All this data, data, data, yes, that’s all fine. Save that for the actual end, but make me feel something emotional. Watch TV, or go on YouTube, and watch some of the campaigns that Apple does, that Microsoft or IBM have done. That Starbucks is done. You will see some amazing footage of campaigns that Apple doesn’t come on and say, “Here’s our iPhone, buy it. It’s on sale now,” they don’t do that.

It’s all about what it’s making you feel. It’s a belief system and trust. We believe in saving the planet. We believe in making your life convenient. Improving your quality of time with your family efficiency and all of those important emotional needs.

By the way, here’s a product that can help do it easier for you. Those are the approaches that work. When you come on, I’m going to talk about, or what do people talk about emotionally about ice cream? It’s a pleasure. It’s a taste treat. It’s something that hearkens back to my, “Oh, when I was a kid, I used to love that or the old ice cream.” Those are the kinds of, what are the feelings and emotions that a product elicits, then we’ll get to the product.

Cale: You guys help with that aspect of the ads as well?

Bob: Absolutely do. We try to, some clients are pretty– Some are more adamant with what they want to do and how they want to do it if say it than others. We will play that role and offer advisement, but at the end of the day, they want to be more involved and hands-on and how they craft a message, and they’re the owner and they have the right to do that.

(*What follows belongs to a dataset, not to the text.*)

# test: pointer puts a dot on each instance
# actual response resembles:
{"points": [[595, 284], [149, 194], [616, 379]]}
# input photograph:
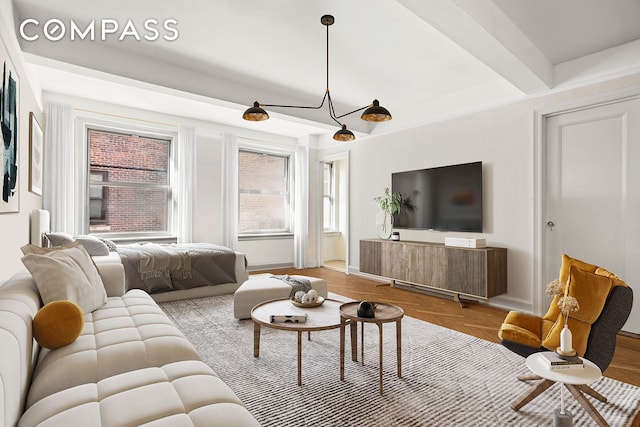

We really try to partner and develop campaigns. Plus, this industry has many, many resources. We have super creative people in this building and I’m not bragging. It just is the truth. People that write great copy, but we have other resources too.

We have resources from operations and companies that focus on creating campaigns, creating jingles, if necessary, writing copy with ideas. They’ll have a host of, “Hey, here’s an idea. If you’re running a CBD store, here’s about 20 different campaigns that we produced as examples for a CBD client.”

Cale: Wow.

Bob: “Wow, great. Why don’t I play a couple of them for the client that I think he might, or she might like and see where it goes.” That’s pretty much how we do that now.

Cale: Bob, thank you so much for your time. If you want more information on Bob Bellini or the Milwaukee Radio Group, head to and check out the information on this episode.

Expert: Bob Bellini

Bob started his decades-long career in radio as an intern, spent time on the air, and became a force to be reckoned with as a Program Director. In 2020 Bob was promoted to Operations Director, Vice President, and General Manager of the Milwaukee Radio Group.